While china is currently focused on the moon, with a sample return mission scheduled for 2017 and a landing on the lunar farside for 2018, the country is already looking ahead for more ambitious planetary missions. China’s first expedition to Mars will take place in 2020 with a sample return mission sometime in the indefinite future, according to Space Daily. Also on tap is a program of asteroid exploration and a flyby mission to Jupiter.

China is also planning its own space station in the 2020s and a possible crewed lunar mission by the end of that same decade.

The country is embarked on a long-term, methodical program to become a major space power, rivaling if not surpassing the United States by 2030. By so doing, China will become a dominant super power, challenging the United States on Earth in ten or so years.

China’s plan to become a space power represents a problem for the United States and its allies.
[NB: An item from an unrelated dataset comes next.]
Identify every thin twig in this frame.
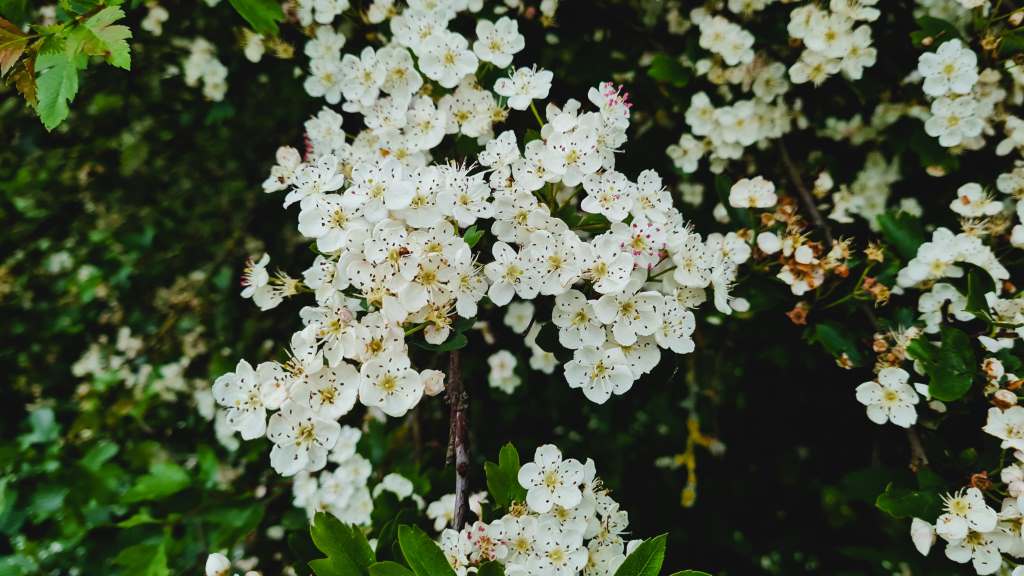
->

A choice of two strategies presents itself.

The first option is to attempt to coopt China, to make it a space partner along with Europe, Russia, and other countries. The idea is complicated by Beijing’s imperialist drive in the South China Sea and its cyberwar campaign against the United States, attempting to hack computer files for national and economic secrets.

The second option is to declare Space Race 2.0 to be open. That choice means that the United States and its allies make sure that western astronauts are on the moon to greet the Chinese when they arrive. It means a stepped up planetary science program, mounting larger and more impressive missions than the Chinese are capable of.

The exploration of the moons of Jupiter and Saturn come to mind.

One element of the space race option would be to dangle before the Chinese the possibility of becoming space partners, that is a shift to the first choice, but only if Beijing moderates its behavior on Earth. The choice would be to continue to lose face by being outmatched in space or join a world space effort and enjoy the benefits thereof, but at the price of losing its total independence.